Sulfur Mustard-induced Changes in Blood Urea Nitrogen, Uric Acid and Creatinine Levels of Civilian Victims, and Their Correlation with Spirometric Values.

BACKGROUND: The aim of this study was assessment of the chronic effects of sulfur mustard (SM) among victims.
METHODS: In this cohort study, 355 SM-exposed subjects from Sardasht, and 123 controls from Rabat, both from West Azerbaijan Province, Iran were included. The spirometric evaluation and the global initiative for chronic obstructive lung disease (GOLD) classification were applied for all. Serum levels of urea, creatinine (Cr), and uric acid (UA) and glomerular filtration rate (GFR) were assessed. Data analysis was conducted using IBM SPSS.
RESULTS: All were male, with a mean age of 43.7±10.7 and 41.6±9.9 years in case and control groups, respectively. The case group had significantly higher values of Cr (P<0.001) and UA (P=0.018) than the control group. This was also the case in the Cr level (P<0.001) in subjects without pulmonary dysfunction, between both groups. There was significant difference in the GFR (P=0.047) between both groups and between subgroups with pulmonary dysfunction in the case and control groups (P=0.045), as well as between SM-exposed subjects with and without pulmonary dysfunction (P=0.009). Serum Cr, UA, sUA/Cr ratio, and BUN as well as the GFR did not have any significant correlation with forced expiratory volume in one second (FEV1), forced vital capacity (FVC), and FEV1/FVC ratio.
CONCLUSION: Despite significantly high levels of Cr and UA in the case group, no significant correlation was found between serum Cr, UA, sUA/Cr ratio, BUN, and GFR with spirometric values.
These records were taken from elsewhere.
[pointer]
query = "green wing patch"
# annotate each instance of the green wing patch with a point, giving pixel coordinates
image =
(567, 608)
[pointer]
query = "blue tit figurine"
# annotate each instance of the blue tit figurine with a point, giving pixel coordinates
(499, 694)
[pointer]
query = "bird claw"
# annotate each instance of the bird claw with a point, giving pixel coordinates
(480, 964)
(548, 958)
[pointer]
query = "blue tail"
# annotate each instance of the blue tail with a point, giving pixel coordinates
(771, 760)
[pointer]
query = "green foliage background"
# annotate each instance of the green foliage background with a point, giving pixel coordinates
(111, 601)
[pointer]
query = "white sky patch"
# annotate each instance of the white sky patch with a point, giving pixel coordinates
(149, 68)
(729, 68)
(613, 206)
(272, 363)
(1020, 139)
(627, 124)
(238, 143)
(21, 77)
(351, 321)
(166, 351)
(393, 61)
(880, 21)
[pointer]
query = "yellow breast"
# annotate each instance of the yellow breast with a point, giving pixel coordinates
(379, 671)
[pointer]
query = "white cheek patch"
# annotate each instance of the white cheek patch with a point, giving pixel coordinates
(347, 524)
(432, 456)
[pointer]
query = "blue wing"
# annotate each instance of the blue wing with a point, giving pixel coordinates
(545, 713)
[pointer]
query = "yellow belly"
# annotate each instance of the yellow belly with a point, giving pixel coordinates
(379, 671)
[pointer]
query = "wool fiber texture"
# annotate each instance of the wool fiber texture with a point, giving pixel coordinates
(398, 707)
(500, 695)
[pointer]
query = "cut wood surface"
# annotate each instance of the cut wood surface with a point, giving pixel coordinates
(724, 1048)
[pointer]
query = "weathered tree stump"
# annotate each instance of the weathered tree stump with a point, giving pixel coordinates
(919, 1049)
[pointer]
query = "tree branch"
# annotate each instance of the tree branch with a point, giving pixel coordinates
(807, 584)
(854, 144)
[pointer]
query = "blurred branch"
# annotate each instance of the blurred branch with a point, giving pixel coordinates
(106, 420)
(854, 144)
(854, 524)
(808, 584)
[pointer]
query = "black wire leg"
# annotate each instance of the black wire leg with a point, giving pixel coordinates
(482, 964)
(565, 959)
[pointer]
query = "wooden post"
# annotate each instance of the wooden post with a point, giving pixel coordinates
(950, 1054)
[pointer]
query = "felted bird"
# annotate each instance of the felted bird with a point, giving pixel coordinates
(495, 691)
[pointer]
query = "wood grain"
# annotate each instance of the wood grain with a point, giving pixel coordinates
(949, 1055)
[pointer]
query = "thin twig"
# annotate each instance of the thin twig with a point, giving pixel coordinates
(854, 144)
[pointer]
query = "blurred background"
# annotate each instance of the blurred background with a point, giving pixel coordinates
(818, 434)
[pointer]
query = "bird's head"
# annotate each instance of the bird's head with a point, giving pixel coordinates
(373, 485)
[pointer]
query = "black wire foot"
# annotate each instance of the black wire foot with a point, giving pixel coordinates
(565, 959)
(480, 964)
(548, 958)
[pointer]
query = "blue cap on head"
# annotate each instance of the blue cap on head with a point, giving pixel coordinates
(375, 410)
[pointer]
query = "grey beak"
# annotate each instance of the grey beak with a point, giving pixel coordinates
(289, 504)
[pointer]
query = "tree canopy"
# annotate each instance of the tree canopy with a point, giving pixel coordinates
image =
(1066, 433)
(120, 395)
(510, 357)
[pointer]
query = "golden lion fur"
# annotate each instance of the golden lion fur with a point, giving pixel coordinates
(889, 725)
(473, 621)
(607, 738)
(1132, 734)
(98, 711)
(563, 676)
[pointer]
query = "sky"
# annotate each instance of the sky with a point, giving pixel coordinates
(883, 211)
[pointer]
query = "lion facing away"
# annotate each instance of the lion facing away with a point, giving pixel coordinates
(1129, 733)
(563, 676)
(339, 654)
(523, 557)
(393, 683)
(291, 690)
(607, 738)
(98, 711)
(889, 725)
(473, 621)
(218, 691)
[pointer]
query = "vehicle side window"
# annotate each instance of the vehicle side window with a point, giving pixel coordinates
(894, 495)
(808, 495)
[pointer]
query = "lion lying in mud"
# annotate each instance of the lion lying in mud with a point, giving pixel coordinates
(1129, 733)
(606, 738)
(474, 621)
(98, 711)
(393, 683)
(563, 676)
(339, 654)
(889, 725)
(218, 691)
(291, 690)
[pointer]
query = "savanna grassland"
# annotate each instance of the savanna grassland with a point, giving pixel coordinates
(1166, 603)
Further studies are required to reveal the underlying molecular and clinical significance of these findings.

Introduction

Exposure to Sulfur mustard (SM) as a chemical blistering weapon could induce a variety of manifestations in mankind including dermal, ocular, pulmonary, gastrointestinal, hematological, and reproductive toxicity (1, 2). The molecular pathogenesis is the impairment of the major cellular components such as DNA, RNA, lipids, carbohydrates, and proteins, leading to biological consequences in the majority of tissues in the body (3, 4). Graphical studies of the whole body have detected SM in the liver and kidneys, following intravenous and percutaneous injections (5).

The kidney could be affected by reactive oxygen species (ROS) due to the profound amount of long-chain polyunsaturated fatty acids (LCPs) in renal lipids. Therefore, alkylating of subcellular components following SM exposure leads to metabolic disruption and induces oxidative stress in the kidney. A molecular chain of this induced oxidative stress causes the formation of ROS, lipid peroxidation, and protein oxidation, and sets up a rise in antioxidant enzymes, such as glutathione-S-transferase, superoxide dismutase, and catalase (6).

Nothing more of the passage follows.